When Paul preached Jesus in ancient Ephesus, the artisans who made a living selling pagan religious artifacts, led by Demetrius the Silversmith, incited violence against the Christians. At one point we read, “The assembly was in confusion: Some were shouting one thing, some another. Most of the people did not even know why they were there.” (Acts 19:32) In other words, it was manufactured bedlam intended to whip up a murderous frenzy. Paul wanted to reason with the crowd; the believers would not allow him because the moment for talking and listening had passed; only violence remained.
Dr. Martin Luther King once said, “Hate begets hate; violence begets violence; toughness begets a greater toughness…through violence, you may murder the hater, but you do not murder hate.”

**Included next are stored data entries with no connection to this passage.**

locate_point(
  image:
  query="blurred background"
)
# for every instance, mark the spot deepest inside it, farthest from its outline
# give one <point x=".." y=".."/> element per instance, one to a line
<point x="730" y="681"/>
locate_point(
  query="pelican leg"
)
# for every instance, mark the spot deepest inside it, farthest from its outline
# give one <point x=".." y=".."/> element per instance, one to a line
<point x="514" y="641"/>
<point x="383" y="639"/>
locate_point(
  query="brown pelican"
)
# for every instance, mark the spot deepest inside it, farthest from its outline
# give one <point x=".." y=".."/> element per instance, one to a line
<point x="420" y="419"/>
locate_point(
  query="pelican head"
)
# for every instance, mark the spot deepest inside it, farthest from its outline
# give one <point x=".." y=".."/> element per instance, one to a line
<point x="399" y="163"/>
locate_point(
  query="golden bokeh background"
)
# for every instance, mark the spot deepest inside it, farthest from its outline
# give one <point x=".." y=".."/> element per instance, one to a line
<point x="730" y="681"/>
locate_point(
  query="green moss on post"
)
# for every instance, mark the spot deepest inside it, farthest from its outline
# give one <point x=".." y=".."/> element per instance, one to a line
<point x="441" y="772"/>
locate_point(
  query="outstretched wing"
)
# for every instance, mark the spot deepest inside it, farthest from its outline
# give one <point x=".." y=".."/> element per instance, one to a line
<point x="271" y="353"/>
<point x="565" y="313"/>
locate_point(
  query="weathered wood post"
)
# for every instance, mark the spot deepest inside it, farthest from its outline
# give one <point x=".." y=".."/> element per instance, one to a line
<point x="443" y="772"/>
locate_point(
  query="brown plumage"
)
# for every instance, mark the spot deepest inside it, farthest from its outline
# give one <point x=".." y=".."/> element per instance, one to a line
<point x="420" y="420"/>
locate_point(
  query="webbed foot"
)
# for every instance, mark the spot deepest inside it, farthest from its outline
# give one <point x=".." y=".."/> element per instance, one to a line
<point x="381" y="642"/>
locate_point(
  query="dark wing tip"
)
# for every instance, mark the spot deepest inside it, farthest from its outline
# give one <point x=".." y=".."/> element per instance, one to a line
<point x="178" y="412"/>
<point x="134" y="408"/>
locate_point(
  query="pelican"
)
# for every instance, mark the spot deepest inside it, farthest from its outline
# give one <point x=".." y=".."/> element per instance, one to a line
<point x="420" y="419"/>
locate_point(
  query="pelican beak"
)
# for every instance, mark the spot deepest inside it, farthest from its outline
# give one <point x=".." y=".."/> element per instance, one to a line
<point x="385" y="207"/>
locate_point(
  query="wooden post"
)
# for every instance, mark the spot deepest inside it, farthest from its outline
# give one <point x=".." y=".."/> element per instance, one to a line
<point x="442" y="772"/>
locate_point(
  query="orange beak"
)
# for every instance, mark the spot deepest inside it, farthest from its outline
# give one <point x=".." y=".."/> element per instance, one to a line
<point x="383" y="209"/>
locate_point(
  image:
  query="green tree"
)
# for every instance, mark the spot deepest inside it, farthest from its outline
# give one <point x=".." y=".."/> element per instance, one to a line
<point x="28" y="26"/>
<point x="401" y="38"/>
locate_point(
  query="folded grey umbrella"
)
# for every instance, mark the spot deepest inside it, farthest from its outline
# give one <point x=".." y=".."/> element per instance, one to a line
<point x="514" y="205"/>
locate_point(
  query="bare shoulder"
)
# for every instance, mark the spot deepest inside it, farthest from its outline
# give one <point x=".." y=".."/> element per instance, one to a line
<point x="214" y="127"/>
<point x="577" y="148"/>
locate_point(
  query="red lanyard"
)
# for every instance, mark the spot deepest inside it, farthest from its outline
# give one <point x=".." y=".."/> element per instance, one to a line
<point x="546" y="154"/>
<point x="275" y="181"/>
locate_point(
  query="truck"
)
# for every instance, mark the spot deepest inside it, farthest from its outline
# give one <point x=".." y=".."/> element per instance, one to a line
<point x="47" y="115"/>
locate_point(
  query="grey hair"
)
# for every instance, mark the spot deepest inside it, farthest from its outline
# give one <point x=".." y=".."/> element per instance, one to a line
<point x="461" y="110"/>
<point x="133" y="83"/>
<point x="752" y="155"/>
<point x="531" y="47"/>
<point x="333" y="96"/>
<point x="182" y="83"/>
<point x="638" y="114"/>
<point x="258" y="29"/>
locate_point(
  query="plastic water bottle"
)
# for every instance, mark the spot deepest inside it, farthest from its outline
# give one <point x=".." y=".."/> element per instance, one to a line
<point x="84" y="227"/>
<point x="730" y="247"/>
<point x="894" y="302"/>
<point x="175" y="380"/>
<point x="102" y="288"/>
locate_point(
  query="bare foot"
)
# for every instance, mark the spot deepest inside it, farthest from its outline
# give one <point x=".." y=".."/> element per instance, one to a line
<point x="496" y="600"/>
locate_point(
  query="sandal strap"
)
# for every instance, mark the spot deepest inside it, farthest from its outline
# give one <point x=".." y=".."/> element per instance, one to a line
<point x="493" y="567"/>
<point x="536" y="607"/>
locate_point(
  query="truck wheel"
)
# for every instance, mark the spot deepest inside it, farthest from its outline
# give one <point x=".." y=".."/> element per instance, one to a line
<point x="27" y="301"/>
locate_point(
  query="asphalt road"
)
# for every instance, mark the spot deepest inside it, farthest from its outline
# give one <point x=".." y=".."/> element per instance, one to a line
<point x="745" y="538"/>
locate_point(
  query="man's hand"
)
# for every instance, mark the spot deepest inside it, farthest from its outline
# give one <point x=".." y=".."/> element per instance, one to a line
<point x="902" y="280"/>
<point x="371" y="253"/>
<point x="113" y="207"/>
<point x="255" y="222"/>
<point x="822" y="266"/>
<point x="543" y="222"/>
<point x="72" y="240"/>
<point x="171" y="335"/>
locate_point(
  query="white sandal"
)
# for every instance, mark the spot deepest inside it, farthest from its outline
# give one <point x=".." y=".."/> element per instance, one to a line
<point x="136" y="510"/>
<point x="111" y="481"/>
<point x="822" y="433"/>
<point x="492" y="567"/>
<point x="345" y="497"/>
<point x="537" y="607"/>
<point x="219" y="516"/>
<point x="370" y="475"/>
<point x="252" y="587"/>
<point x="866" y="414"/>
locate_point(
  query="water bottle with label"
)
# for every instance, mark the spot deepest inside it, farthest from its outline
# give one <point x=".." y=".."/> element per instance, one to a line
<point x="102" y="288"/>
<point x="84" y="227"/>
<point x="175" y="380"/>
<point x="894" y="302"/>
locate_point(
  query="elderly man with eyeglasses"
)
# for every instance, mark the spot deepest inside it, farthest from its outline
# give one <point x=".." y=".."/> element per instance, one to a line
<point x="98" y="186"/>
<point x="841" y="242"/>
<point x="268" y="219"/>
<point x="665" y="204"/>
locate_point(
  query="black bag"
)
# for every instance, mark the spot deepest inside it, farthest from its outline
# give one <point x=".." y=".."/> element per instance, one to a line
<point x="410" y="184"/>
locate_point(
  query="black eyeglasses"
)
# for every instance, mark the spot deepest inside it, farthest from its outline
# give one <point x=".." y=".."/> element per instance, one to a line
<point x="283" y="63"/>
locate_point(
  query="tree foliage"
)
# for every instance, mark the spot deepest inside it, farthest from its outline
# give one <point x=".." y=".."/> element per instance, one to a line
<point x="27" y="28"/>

I beg you—even as I implore my own spirit—do not let the brutes steal this moment of personal reflection, confession and repentance. Do not let them harden your heart that was just beginning to soften. Beg the Lord to grant you the wisdom to separate anarchists from lamenters. The former deserve justice. The latter deserve to be heard, understood, embraced, and comforted.
Lord, as I lay me down to sleep, in the safety of my protected community, I lay before you those whose lives are being destroyed by demonic forces. Defeat the Enemy, Lord, defeat him…and protect the people who long to be heard and whose voices have, once again, been silenced. Drive me to my knees that I might intercede for those I may not understand and may never know—but who are precious to you. Amen.